Berna komadan çıktı. Bir gün telefonum çaldı. O arıyordu. Buluştuk. Saçları dökülmüştü, çok zayıftı.
İnsanlar böyle şeyleri az yaşar. Bana açlık grevinden sonra İskender
ısmarlamış olan kız, şimdi karşımda tüm yüreği ve fakat tükenmiş
bedeniyle duruyordu; ben gülümsemeye çalışarak ona Okan’ı soruyordum.
Saçma bir durumdu. Birbirini anlamayan insanların durumu… O, Çanakkale
Cezaevi’ndeki direnişi anlatmaya koyuldu.
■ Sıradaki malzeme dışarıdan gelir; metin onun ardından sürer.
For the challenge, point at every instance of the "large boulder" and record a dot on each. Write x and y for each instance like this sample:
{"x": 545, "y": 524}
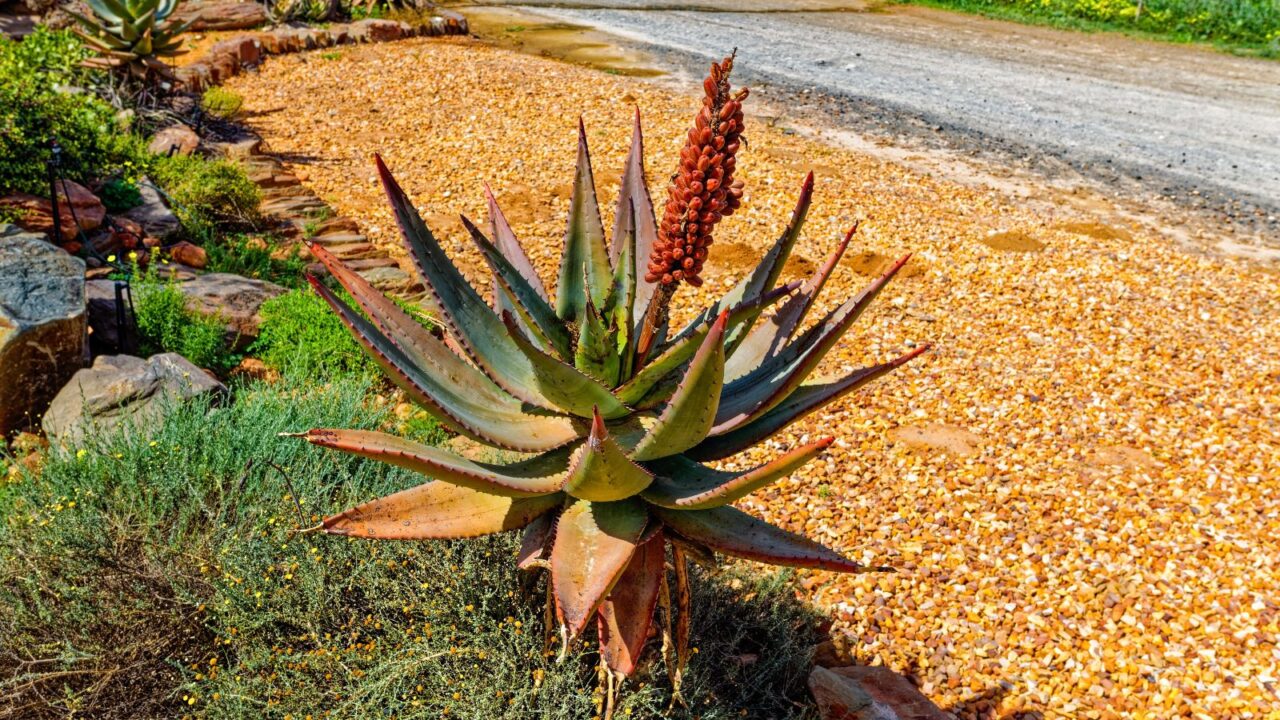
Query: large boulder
{"x": 233, "y": 300}
{"x": 41, "y": 326}
{"x": 78, "y": 209}
{"x": 869, "y": 693}
{"x": 120, "y": 388}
Atılan gazları, kendilerini
korumak için kullandıkları sirkeleri… Yüzüne baktım, anladı, birbirimize
sarıldık…
Sonra,
Berna canlandı, saçları çıkmaya başladığında yurtdışına çıkmıştı. Bana
cezaevinden yazan Okan ise, Vernicke-Korsakof Sendromu tanısıyla
salıverildi. Çıktıktan kısa süre sonra aradı. Buluştuk. Yürüyemiyordu.
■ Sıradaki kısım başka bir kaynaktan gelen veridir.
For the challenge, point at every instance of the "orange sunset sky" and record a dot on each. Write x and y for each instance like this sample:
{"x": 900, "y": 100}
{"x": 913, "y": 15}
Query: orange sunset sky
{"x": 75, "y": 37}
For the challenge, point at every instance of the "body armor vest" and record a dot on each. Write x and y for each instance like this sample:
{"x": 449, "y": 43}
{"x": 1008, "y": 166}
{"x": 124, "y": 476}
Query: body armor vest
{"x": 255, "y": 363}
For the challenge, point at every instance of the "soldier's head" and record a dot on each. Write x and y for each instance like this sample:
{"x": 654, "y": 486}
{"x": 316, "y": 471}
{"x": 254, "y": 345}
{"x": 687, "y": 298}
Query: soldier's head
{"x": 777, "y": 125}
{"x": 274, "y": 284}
İskelet gibiydi o da. İlk buluşmamızdan sonra, ağladığımı hatırlıyorum.
Sonra toparlandı. Sık sık buluşmaya, saatlerce konuşmaya başladık. Yine
bir buluşmamızda, “Hocam,” demişti, “Bir sol sosyete var ya ‘aydınlar’
diye, aslında bu çevreye girsek, bizi taciz etmeleri zorlaşır, değil
mi?” “Seni o çevreye almazlar Okan,” dedim, “Sen ‘sosyetik’ misin?”
Durdu, gülümsedi, “Doğru ya,” dedi, “Doku uyuşmaz!..”
‘Yüzünden belli iyi çocuk’
Sonra
bizim eve gittik. Annem babam evdeydi. “Ne iş yapıyorsun evladım?”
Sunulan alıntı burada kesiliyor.